Well, ternyata mayoritas responden (81.08%) masih berusia 20-30 tahun, yang adalah teman-teman sebaya atau teman sekolah. Sedangkan yang usianya dibawah 20 tahun presentasenya sebanyak 16.22%. Dugaan saya mereka ini adalah dedek-dedek kelas yang tergabung di grup Whatsapp. Sementara yang usianya diatas 30 tahun cuma satu orang tok (saya curiga orang ini adalah guru saya yang juga tergabung di grup Whatsapp dan entah gimana ikutan ngisi survey)

Dan pada pertanyaan kedua ini, ternyata ada satu responden yang skip dan tidak menjawab. Entah karena malu mengakui usia, atau ketika ngisi survey ini dia nggak sengaja mencet tombol next terlalu kencang sehingga pertanyaannya langsung loncat dari nomer 1 ke nomer 3.

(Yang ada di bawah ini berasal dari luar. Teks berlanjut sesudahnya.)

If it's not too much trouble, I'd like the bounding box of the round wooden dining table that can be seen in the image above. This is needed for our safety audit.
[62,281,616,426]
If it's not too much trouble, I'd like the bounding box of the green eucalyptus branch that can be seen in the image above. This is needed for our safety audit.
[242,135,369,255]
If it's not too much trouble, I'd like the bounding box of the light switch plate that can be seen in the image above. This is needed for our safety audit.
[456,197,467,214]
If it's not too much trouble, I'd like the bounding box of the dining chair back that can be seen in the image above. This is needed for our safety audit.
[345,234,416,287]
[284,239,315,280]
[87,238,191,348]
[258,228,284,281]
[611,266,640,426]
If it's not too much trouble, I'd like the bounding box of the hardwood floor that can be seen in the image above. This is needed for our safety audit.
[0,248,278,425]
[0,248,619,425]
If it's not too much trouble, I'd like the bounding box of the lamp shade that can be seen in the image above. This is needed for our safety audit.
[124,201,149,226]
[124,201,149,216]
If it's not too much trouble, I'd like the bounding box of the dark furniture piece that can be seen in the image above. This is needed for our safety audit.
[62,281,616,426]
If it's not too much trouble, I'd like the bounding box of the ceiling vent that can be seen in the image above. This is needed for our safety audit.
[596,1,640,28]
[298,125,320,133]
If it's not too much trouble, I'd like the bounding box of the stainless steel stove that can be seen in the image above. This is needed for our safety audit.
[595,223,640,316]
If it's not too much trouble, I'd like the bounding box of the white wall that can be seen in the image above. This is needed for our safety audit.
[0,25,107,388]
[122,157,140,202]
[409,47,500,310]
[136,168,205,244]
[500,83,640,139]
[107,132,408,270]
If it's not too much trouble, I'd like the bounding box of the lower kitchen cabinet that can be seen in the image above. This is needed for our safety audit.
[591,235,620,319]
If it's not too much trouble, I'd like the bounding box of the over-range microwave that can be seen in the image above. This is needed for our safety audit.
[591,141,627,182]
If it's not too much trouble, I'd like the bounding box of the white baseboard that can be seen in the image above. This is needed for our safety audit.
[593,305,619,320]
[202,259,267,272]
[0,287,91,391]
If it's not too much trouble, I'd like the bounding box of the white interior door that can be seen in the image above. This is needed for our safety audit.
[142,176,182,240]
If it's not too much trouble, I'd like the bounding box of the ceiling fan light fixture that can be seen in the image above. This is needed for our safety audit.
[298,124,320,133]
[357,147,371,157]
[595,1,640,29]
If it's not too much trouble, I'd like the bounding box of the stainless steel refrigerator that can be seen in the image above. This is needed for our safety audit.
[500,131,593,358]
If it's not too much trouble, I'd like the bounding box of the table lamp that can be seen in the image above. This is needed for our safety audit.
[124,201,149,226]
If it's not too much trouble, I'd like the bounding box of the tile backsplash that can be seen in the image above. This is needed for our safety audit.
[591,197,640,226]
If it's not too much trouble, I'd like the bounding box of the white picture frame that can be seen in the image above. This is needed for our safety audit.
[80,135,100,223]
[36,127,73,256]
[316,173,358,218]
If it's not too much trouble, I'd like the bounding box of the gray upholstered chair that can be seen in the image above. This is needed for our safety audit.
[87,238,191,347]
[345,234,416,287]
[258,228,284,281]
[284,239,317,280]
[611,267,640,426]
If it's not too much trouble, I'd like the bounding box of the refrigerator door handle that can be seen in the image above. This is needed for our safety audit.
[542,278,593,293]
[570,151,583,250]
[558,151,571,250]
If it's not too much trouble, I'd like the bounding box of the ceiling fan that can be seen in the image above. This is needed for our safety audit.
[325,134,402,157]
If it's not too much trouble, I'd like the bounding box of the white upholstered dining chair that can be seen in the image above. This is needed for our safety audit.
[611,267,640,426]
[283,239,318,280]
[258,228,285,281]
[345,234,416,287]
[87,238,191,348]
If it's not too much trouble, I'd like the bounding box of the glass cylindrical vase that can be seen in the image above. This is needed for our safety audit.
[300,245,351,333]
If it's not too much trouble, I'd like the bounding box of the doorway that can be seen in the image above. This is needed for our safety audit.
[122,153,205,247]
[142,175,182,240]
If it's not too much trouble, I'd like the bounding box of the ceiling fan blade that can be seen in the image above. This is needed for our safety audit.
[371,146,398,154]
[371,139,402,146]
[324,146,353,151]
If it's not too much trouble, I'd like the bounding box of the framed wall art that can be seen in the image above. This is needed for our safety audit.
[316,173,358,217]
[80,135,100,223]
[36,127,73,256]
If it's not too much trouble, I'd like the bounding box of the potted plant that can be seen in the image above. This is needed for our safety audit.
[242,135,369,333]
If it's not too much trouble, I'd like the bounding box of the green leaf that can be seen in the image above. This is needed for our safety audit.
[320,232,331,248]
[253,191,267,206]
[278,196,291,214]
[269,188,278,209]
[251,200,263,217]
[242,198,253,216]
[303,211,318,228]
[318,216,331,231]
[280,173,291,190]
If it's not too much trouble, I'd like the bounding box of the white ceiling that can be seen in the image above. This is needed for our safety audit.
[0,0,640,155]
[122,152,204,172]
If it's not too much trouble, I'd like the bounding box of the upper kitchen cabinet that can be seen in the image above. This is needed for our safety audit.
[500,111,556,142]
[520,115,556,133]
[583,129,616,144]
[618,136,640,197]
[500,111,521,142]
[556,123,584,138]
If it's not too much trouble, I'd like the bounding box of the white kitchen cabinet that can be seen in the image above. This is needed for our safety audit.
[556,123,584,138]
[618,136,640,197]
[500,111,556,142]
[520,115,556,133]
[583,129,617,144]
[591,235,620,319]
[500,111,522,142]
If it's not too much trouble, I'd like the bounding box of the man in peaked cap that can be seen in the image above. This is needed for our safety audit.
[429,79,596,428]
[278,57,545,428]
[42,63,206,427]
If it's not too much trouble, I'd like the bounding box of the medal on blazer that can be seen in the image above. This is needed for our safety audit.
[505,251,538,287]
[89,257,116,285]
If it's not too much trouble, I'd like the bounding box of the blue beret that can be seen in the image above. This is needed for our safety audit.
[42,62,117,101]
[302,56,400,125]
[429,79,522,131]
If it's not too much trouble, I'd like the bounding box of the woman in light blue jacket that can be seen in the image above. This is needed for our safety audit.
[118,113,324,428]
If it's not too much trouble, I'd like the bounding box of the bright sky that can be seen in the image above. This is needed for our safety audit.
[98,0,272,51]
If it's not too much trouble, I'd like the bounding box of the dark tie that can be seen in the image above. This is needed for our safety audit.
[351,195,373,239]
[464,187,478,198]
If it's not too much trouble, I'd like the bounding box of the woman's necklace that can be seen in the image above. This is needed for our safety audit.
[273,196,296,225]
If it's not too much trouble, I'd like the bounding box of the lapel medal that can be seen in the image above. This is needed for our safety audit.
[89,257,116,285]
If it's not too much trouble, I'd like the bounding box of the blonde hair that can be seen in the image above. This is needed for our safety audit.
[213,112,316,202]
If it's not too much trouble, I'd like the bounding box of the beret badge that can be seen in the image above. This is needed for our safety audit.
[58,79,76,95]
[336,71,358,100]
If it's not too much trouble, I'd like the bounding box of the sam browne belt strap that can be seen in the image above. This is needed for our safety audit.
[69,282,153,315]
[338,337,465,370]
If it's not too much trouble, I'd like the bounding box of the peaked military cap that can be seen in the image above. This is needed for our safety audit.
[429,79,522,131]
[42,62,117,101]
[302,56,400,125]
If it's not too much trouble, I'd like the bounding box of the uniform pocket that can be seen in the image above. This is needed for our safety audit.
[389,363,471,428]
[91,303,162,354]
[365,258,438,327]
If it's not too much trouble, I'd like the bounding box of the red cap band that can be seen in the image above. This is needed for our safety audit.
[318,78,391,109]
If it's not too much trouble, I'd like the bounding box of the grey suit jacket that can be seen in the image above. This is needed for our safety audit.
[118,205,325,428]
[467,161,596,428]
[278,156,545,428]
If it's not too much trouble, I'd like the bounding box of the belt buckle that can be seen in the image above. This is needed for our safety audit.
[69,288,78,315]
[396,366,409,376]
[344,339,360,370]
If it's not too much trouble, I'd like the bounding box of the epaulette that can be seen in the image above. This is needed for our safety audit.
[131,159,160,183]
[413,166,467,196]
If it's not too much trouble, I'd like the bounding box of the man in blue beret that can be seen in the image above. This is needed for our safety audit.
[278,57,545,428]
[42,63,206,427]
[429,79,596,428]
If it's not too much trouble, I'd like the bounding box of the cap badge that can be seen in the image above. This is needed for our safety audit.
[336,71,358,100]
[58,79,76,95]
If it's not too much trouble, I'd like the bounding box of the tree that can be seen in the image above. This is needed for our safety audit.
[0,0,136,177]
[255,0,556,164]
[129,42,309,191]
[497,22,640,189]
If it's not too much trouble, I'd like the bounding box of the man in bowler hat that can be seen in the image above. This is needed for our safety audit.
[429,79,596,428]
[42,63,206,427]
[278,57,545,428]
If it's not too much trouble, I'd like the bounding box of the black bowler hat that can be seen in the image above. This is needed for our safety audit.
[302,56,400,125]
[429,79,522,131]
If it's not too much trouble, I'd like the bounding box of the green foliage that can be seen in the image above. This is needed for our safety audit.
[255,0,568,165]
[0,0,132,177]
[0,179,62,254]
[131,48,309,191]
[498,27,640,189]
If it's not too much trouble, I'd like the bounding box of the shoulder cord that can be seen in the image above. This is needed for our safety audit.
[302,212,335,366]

Pertanyaan #3 : Apakah kamu suka menonton film?
a. Suka, tapi tidak fanatik. (29 responden)
b. Biasa saja. (3 responden)
c. Sama sekali tidak suka film. (1 responden)
d. Suka banget! Nonton film itu kebutuhan primer nomer dua, kak. (5 responden)

Sebanyak 29 orang (76.32%) menyatakan suka nonton film, meski tidak fanatik. Terdapat 3 orang yang mengaku biasa-biasa saja (7.89%), sedangkan 5 responden (13.16%) sangat suka nonton film. Mereka ini satu golongan sama saya, heu heu.. Dan ternyata ada minoritas disini yang mengatakan sama sekali tidak suka nonton film (2.63%). Oh come on, orang macam apa yang nggak suka nonton film? Bahkan FTV (film televisi) siang-siang yang lebay norak kayak gitu aja masih banyak yang suka nonton lho. Jadi mana mungkin ada orang yang berkata mereka nggak suka film sama sekali? Saya menduga orang ini terlalu banyak nonton talkshow-nya Feny Rose setiap kali dia nyalain televisi.

Pertanyaan #4 : Kamu lebih suka film buatan mana?
a. Film lokal dong. Selain untuk mensupport industri film kita, sekarang ini sudah banyak sineas Indonesia yang mumpuni dan berani mengacak genre.
b. Film luar negeri. Beuh, mereka kalo bikin film nggak pernah nanggung
c. Film indie atau film buatannya Steve Honze, Werner Herzog, dan Sofia Coppola. Soalnya saya hipster gitu.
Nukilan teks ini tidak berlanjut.